Ettore Rizza

Belgacom piratée : surprenant ?

Ettore Rizza Journaliste au Vif/L'Express

Qui se cache derrière le puissant logiciel espion découvert chez Belgacom ? Accuser les Etats-Unis ou Israël serait prématuré. Mais enfin, le faisceau de présomptions est là.

Résumons : pendant au moins deux ans, Belgacom a été victime d’une attaque informatique dont le niveau de perfectionnement laisse penser qu’il s’agit de l’oeuvre d’un Etat. La cyberattaque en question visait surtout à récolter des informations sur les appels téléphoniques émis vers des pays tels le Yémen ou la Syrie. Il ne s’agit pas ici d’un vulgaire virus ni d’un « hacking » exploitant une faille de sécurité, comme certains petits génies de l’informatique sont capables d’en commettre dès l’adolescence.
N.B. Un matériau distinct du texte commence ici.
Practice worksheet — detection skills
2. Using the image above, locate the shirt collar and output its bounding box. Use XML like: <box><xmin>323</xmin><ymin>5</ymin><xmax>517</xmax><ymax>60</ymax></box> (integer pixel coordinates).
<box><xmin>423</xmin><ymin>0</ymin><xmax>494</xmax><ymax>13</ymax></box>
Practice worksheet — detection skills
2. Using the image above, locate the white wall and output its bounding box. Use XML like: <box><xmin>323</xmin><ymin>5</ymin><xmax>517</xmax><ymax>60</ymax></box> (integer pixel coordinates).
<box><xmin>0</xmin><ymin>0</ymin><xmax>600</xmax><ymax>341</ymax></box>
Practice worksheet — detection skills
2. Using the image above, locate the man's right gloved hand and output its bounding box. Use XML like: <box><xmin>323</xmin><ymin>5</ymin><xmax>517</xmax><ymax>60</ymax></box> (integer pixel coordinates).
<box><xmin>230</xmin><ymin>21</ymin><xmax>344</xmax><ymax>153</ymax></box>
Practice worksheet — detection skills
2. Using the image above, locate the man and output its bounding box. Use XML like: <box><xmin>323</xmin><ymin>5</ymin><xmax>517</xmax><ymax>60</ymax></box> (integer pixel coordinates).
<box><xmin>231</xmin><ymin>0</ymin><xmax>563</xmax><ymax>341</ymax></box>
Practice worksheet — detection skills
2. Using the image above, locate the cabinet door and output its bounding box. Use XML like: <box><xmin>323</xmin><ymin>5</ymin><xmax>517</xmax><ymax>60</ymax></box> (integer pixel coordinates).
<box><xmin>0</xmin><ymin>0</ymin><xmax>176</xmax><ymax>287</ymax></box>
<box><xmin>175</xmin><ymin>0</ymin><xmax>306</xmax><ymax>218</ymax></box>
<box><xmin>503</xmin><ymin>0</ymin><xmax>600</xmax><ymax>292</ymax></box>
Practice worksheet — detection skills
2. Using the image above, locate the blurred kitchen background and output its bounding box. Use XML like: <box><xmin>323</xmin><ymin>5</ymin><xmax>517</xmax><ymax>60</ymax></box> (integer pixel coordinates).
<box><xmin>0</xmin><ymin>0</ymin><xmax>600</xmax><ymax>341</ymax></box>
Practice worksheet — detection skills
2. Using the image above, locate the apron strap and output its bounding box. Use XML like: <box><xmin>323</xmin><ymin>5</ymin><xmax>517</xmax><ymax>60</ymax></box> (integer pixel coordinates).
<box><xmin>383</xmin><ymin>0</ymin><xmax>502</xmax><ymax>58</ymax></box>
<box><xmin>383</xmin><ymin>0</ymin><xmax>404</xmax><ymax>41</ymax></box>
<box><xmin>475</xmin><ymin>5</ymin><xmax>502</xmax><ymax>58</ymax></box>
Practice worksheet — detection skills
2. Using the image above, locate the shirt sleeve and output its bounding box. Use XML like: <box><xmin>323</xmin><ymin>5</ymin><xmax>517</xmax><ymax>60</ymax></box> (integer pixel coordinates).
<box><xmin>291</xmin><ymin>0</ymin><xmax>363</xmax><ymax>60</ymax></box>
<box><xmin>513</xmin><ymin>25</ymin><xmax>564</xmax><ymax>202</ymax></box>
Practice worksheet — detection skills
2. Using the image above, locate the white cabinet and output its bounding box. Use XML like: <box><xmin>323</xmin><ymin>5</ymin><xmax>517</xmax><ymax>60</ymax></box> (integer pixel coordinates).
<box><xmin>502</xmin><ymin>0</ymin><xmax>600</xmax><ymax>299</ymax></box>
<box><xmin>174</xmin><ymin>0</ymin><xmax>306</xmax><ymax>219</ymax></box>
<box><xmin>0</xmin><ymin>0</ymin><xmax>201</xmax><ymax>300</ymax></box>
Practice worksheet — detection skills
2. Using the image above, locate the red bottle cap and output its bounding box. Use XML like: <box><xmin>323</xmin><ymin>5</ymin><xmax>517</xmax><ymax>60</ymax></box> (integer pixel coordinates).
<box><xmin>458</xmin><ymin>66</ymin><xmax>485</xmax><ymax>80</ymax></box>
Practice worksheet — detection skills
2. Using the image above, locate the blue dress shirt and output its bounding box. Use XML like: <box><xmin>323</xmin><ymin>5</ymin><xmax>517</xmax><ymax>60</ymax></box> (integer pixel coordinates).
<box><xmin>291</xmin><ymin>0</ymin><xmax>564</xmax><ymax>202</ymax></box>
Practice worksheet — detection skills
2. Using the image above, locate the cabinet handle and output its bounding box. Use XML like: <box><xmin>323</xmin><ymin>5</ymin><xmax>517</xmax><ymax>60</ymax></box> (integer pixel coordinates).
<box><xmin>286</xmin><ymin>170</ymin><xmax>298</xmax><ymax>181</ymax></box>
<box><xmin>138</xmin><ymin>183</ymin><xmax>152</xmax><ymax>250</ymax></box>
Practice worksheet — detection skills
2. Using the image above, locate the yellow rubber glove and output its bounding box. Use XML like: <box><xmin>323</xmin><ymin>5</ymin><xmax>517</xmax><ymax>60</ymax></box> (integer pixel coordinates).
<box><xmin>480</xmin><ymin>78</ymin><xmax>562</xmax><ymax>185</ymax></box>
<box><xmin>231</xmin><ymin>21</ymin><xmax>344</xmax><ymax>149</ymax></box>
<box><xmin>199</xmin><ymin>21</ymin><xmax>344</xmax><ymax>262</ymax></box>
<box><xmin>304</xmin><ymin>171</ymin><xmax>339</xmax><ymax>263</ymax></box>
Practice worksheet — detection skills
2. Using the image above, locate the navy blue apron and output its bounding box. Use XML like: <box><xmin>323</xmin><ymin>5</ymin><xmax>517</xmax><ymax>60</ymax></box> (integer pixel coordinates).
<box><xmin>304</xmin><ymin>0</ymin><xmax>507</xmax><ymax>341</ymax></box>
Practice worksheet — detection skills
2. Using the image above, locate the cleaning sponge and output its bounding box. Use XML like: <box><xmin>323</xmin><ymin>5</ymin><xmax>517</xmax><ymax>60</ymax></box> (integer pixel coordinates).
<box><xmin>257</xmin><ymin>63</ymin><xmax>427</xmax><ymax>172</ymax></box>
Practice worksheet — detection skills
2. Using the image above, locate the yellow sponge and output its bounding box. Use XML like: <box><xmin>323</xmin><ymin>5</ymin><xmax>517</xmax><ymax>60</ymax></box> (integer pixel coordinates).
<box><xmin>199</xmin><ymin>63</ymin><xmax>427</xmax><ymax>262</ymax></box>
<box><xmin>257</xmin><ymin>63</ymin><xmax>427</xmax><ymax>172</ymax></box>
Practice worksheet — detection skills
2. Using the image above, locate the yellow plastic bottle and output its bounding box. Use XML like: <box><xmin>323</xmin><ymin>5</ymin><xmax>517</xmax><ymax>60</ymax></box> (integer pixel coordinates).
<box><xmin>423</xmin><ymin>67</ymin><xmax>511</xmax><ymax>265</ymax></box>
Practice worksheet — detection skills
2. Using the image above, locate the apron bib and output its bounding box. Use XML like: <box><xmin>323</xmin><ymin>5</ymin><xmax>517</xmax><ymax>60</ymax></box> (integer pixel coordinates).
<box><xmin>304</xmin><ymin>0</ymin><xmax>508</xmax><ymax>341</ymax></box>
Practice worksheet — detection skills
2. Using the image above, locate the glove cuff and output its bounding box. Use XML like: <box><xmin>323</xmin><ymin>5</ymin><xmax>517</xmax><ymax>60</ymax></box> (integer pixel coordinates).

Ni d’attaques extérieures malveillantes à la Anonymous, puissantes, brutales, mais dont la force tient surtout au nombre d’attaquants. Non. On parle ici, selon le parquet fédéral, d’une technique très pointue fondée sur l’emploi d’un logiciel malveillant, lequel se serait propagé sur plusieurs postes du réseau informatique interne de Belgacom. Son but : extraire des informations pour les envoyer à ses commanditaires.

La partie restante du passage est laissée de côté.